American Desi pokes fun at the young 20-something NRIs' deep contradictions and conflicts. It also goes hammers and tongs over filmi conventions, both in Bollywood and Hollywood. So here is the ultimate Bollywood-meets-Hollywood film, painted with strokes of humour that Gurinder Chaddha (of Bend It Like Beckham) would chuckle at.
Our protagonist in American Desi is Krishnaswamy Reddy (Deep Katdare), a product of Indian parentage born and bred in the US scoffing at his parents' nostalgic attachment to 'home'. When Chris (that is what Krishna calls himself) steps into the big wide world of American campus life, he is in for a shock. His roommates at hostel are three Indian Americans.

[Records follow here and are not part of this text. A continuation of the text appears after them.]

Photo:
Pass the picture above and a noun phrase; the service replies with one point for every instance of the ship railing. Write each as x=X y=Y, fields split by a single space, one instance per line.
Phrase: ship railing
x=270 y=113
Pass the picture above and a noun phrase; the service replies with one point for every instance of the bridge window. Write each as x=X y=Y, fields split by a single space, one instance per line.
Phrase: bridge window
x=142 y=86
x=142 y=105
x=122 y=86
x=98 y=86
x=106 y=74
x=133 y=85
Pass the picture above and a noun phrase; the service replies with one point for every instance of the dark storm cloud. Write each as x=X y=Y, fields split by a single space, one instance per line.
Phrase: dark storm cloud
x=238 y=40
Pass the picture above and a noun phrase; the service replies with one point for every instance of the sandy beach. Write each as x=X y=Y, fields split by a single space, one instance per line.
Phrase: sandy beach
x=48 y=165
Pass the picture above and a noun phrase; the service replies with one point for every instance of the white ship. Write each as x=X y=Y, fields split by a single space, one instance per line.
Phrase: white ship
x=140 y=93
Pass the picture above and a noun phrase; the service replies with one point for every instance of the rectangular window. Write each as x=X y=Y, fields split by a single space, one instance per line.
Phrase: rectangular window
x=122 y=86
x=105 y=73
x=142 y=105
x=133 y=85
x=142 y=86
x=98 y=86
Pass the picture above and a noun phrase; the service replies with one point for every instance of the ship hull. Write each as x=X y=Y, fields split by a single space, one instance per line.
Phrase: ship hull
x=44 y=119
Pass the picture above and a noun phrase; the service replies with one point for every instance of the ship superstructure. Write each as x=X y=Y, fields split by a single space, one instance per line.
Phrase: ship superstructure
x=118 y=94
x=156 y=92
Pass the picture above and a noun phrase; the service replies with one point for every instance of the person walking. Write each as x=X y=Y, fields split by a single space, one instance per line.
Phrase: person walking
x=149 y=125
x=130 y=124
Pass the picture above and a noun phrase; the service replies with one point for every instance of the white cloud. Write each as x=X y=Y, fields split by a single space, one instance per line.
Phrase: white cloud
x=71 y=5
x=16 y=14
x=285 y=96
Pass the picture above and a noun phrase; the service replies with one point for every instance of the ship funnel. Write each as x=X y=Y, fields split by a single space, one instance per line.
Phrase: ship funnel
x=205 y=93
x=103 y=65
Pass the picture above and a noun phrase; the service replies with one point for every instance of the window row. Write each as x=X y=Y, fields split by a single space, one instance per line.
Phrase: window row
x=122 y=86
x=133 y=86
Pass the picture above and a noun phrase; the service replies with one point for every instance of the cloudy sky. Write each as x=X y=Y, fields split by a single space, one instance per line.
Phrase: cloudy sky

The kooky predictability of the plot does get in the way sometimes. Watching American Desi we often feel as though debutant director Pandya mixes his meter force. The urge to bring together these products of the Diaspora in a celebration of that great Hollywood tradition known as the romantic comedy is as ambivalently ironic as trying to bring in elements of a high school prom into a garba gathering.
But the magic masala works! Most of the time Pandya projects a sparkling wit that penetrates the very heart of relocated Indians' confounding genealogy. Kris (played with deep subtlety by Deep Katdare) looks down on everything India. But he happily agrees to sit through Raj Kapoor's Sangam, just to win the girl Nina (Purva Bedi) whom he loves.
The characters are amusing in their searching transparency, except when they don't plunge into embarrassing exaggerations. This is true of the South Indian engineeering instructor Rao who slurps sambhar in the canteen on the American campus and stumbles sozzled into a girls' hostel.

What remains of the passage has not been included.